Let's hope you can find some better wood without too much trouble.

[benvaneven]

Would be great if you can check the calculations.
I did copy and paste, don't know if this is workable.
I have other tops avaible. I will rectangle and thickness them and see what comes out.
Many thanks for your time and advice.

Target thickness
Measured Top data
mass (g) 182
Ll (mm) 525
Lc (mm) 197,5
h (mm) 4,1

F long (Hz) 68
F cross (Hz) 138
F diag (Hz) 58

Density (Kg/m3) 428,1156736

Calculations
El 8,42268049
Ec 0,694739289
Glc 1,11990764
El/Ec 12,12351255

vibrational stiffness 60
a (top length) 499
b (lower bout width) 360

Target thickness 2,827830661

Panel mass
measured data
L (mm) 497
W (mm) 187
H (mm) 2,4
mass (g) 236
mass template (g) 178

calculations
density 1058,041655 kg/m3

area template mm2 70098,05932
Volume 1/2top 198225,4414
volume top 396450,8828
Panel mass 169,7268367

[Trevor Gore]

Would be great if you can check the calculations.

I checked using the data in your first post.

I get the same El, Ec, G and density as you, but for f=60 I get a target thickness of 2.52mm rather than the 2.83mm you got.

You need to check your coding for equation 4.5-7. Check your results using the numbers in Table 4.5-3.

(Your (a/b)^2 and (a/b)^4 numbers look distinctly odd )

[benvaneven]

I corrected my coding and checked the results using the numbers of table 4.5.3
I have the same numbers. I am struggling with the units, i have to divide the target thickness by 1000 to get the result in mm. the same for panel mass. Should invest some time why that is. Nevertheless being able to calculate the correct panel thickness and mass is a big step forward. Thanks a lot for your assistance.
Is there also a way i can check my calculations for the flexural rigidity?

Target thickness
Measured Top data
mass (g) 182
Ll (mm) 525
Lc (mm) 197,5
h (mm) 4,1

F long (Hz) 68
F cross (Hz) 138
F diag (Hz) 58

Density (Kg/m3) 428,1156736

Calculations
El 8,42268049
Ec 0,694739289
Glc 1,11990764
El/Ec 12,12351255

vibrational stiffness 60
a (top length) 499
b (lower bout width) 360

a^2 0,249001
a/b 1,386111111
(a/b)^4 3,691409108
(a/b)^2 1,921304012
Density^0,5 20,69095632

Target thickness 2,520152416

Panel mass
measured data
L (mm) 497
W (mm) 187
H (mm) 2,4
mass (g) 236
mass template (g) 178
calculations
density 1058,041655 kg/m3

area template 0,070098059 m2
Volume 1/2top 0,176657794
volume top 0,353315587
Panel mass 151,2599405

[Trevor Gore]

Keeping count of the zeros is often a source of error. Everything should be in SI units (meters, kilograms, seconds). Stress/pressure is in Pascals, but we work in GPa (10^9 * Pascals). Your answer should come out in meters, which then need multiplying by 1000 to get millimetres. Applied loads (when used) should be in Newtons. The weight exerted by a mass of 1 kg is 9.81 Newtons.

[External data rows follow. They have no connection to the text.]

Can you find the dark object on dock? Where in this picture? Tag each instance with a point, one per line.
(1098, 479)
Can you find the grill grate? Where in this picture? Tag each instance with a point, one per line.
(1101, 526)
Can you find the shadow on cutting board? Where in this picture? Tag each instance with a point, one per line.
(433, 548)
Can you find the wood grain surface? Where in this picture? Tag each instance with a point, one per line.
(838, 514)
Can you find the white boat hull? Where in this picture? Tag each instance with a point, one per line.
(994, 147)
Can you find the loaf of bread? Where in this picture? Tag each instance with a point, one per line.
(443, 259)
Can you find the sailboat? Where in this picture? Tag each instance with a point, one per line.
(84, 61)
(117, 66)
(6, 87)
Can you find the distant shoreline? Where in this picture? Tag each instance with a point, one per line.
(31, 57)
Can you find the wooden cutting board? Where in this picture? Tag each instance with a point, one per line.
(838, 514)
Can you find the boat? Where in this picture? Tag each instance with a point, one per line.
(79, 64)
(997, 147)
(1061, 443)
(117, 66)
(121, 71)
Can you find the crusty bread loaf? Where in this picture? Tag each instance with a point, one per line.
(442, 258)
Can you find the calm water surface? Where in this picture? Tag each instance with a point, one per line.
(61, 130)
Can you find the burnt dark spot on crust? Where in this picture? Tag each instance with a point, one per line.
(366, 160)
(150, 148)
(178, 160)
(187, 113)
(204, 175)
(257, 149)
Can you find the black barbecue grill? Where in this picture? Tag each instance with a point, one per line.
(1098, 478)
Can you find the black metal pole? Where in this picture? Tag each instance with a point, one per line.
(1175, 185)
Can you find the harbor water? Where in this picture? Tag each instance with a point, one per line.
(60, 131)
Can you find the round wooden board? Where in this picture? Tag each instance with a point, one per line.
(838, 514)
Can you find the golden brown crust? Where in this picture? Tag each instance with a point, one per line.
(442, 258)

To check your flexural rigidity calcs, see Equ. 4.4-2 and the line of text immediately following it on p 4-38.

[benvaneven]

I found a piece of spruce with a density of 436 kg/m^3 and Elong 14,1 Gpa. The target thickness comes at 2 mm and the estimated panel mass at 126 g. I think the stiffness allows to reduce the mass to acceptable numbers, so it seems to me this is a better piece of spruce then the one i mentioned before. Or should i search for a better piece?

[Trevor Gore]

The new piece has typical density for its Young's modulus, whereas the original piece had rather high density for its Young's modulus, so at least you're now starting on a more level playing field.

The best wood (in terms of making the lowest mass tops) is usually the lowest density wood, because adding thickness (to increase flexural rigidity, E*I) adds stiffness faster than it adds mass, due to the cubed thickness term in the second moment of area, I.

The search for "best wood" is perennial. The trick is to make the best of the wood you have, which is what these techniques are all about. You should be OK with this piece if you've had enough of searching.